Modern theologians see in Enoch “a curious attempt to reduce the scattered images of the Old Testament to a physical system. … It seems to repeat in every form the great principle that the world, natural, moral, and spiritual, is under the immediate government of God.” And what, we may ask, is wrong with that? The Reverend Michael Stuart, foremost American theologian when the book of Enoch first came to America in the 1838–49 editions, protested that the scriptures “nowhere introduce such idle and fantastic speculations about the natural phenomenons of the heavens and earth, as we find in the Book of Enoch,” and he speaks for conventional Christianity—even today—when he says, “Every science … is entirely foreign to the Scriptures, inasmuch as they were written purely for moral and religious purposes, and not to give lessons in science,” for which reason Enoch’s cosmology “is at present a sealed book.”

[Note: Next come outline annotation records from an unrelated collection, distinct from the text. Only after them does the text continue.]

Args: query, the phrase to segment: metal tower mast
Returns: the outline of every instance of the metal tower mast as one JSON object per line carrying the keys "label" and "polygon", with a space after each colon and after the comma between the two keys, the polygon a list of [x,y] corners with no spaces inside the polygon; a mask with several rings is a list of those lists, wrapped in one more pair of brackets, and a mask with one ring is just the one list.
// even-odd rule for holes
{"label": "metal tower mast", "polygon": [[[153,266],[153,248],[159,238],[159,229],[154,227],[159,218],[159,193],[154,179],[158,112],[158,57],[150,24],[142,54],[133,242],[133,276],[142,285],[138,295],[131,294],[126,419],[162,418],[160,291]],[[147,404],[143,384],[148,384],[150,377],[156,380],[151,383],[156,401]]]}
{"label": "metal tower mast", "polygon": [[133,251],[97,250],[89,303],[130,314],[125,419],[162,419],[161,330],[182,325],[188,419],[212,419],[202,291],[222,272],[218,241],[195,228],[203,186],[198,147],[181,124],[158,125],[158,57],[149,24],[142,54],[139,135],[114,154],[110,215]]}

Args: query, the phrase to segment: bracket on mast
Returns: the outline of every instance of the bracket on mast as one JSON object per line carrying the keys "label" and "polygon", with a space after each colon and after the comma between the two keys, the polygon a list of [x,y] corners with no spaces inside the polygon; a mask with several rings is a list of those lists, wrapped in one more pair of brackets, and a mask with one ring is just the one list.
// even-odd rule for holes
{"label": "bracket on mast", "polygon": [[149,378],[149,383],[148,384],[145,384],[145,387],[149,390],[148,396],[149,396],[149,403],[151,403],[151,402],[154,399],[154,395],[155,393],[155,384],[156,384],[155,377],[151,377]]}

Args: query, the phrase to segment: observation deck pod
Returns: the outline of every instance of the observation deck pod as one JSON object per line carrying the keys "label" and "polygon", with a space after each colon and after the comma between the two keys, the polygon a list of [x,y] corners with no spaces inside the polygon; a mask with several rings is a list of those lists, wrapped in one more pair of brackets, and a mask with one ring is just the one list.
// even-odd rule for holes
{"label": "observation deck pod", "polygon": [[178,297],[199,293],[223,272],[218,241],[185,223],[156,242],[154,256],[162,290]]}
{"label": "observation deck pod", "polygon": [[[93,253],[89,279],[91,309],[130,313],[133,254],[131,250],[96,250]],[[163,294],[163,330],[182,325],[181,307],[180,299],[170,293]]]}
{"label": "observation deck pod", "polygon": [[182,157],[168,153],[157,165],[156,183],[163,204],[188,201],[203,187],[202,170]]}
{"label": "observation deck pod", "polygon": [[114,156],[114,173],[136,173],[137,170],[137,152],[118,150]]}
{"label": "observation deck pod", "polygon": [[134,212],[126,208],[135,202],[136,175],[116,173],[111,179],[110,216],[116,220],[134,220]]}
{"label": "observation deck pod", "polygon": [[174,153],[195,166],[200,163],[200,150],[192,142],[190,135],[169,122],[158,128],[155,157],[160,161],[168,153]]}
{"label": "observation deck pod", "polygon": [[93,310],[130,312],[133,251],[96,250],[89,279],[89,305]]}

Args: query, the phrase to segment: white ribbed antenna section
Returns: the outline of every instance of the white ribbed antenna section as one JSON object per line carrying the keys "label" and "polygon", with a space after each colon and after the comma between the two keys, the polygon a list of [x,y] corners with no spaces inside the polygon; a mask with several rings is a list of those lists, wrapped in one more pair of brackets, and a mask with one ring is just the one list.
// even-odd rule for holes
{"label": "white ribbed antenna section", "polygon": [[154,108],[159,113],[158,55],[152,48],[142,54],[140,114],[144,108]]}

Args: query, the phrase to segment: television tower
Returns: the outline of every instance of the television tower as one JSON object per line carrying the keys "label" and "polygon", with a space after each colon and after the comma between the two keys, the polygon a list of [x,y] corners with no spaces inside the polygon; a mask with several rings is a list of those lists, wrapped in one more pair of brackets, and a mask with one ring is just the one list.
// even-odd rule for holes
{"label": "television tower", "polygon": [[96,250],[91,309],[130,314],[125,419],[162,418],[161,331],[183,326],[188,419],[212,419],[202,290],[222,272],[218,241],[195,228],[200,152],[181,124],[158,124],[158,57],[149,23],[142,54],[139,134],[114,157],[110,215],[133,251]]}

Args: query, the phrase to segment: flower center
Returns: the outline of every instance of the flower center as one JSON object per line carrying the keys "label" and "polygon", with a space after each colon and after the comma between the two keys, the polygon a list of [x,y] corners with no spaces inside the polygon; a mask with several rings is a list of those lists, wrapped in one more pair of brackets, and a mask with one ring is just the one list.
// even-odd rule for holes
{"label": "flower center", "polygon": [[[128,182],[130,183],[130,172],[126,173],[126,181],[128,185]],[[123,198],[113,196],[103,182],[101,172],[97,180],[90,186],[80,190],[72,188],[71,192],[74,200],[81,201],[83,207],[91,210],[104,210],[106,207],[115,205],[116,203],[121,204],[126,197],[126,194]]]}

The churches are changing their tune so fast today that we must make an effort to remind ourselves that only yesterday Joseph Smith’s “cosmism” and literalism were viewed with universal horror and alarm. A leading Catholic theologian of our time assures us that the longing of the Christian is “to be rapt away from matter” and receive “the cup of the spirit which from heaven is held out to earth,” while his eminent Protestant counterpart is pleased to note that, thanks to present-day demythologizing of old teachings, “redemption and the spirit are no longer thought of in the Gnostic manner as quasi-physical entities, in spite of Paul.”
It was among the early sectaries that the astronomical parts of Enoch (72–82) enjoyed their greatest favor, according to Van Andel’s study. (Pp. 53, 40.) He notes that the inclusion of the physical world in the story of redemption was indeed inevitable in a history which is “a prologue to the Flood”—a very physical event indeed (p. 41)—and that “the exponents of such literature” very sensibly hold “that the Cosmos itself cannot very well be left out of the picture of God’s dealings with men, beginning with the Creation,” another physical event. Is it not a main purpose of the Bible “to make the cosmos understandable”? (P. 93.) “In Apocalyptic literature the greatest emphasis is laid on the historic personality of Enoch as the conveyor of cosmic knowledge.” (P. 118.) Long ago J. P. Migne protested that it was the very literal and “scientific” tone of it that rendered such religious literature dangerous, and that the proper apocryphal writings for Catholics to read are those which are frankly popular fables, poetic fantasies, and moral and symbolic tales claiming in the end no historical or physical reality.